Catering in North America began to take shape in the 17th century.

In 1634 one of the first taverns opened in Boston, offering a wide variety of prepared foods. From that time and throughout the years of the War of Independence, taverns were a meeting place for soldiers and businessmen, playing a prominent role in American society. The tavern owner was a respected member of the community and often one of the wealthiest citizens, holding an honorary position in local government. Thus the second president of the United States, John Adams, from 1783-1789, was the owner and manager of his own tavern.
Until the middle of the seventeenth century, the church patronized, and essentially ran, taverns. But by the beginning of the eighteenth century its involvement, though retained, had weakened markedly.

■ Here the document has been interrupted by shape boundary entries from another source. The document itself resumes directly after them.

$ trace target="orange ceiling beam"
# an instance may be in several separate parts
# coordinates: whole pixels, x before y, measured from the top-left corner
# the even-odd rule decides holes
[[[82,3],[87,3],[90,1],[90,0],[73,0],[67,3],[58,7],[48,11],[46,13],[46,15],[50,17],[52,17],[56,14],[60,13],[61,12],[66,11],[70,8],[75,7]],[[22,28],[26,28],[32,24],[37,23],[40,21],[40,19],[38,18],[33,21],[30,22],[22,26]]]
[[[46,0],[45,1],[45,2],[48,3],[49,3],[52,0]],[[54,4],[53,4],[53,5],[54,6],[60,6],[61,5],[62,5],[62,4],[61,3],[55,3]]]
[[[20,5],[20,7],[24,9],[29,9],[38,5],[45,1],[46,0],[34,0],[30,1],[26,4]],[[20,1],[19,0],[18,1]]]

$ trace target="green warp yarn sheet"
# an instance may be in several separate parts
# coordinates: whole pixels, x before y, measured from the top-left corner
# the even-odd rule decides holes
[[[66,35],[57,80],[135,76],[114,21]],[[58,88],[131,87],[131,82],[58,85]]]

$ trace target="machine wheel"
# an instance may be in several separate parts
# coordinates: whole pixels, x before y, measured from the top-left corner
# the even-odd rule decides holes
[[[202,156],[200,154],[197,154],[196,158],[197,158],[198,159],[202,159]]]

English-style taverns were ubiquitous when the first Delmonico’s (1832, New York City) appeared in the United States. For a long time Delmonico’s was the only expensive and quite aristocratic restaurant in the United States. The name was synonymous with fine food and impeccable service. Delmonico’s Swiss-French cuisine set the tone for all American gastronomy. One of the Delmonico’s restaurant owners introduced a useful innovation: a bilingual menu in which the names of dishes in French and English were placed opposite each other. This tradition took root and became widespread over the years. Delmonico’s restaurants changed many of the habits that had previously distinguished Americans at the table.

France had a great influence on the formation of the American restaurant business. After the French Revolution, many French aristocratic chefs immigrated to the United States and settled mainly in New Orleans, the only truly French city in the New World. Almost all of them went into the restaurant business.

French dishes have made American cuisine, traditionally based on simple and dense English dinners, more refined. But the Puritans of the United States repeatedly declared it sinful. Interest in French cuisine increased again when Thomas Jefferson recruited a French chef to the White House, forcing American tavern-owners by his example to diversify their dishes and be more concerned about their quality.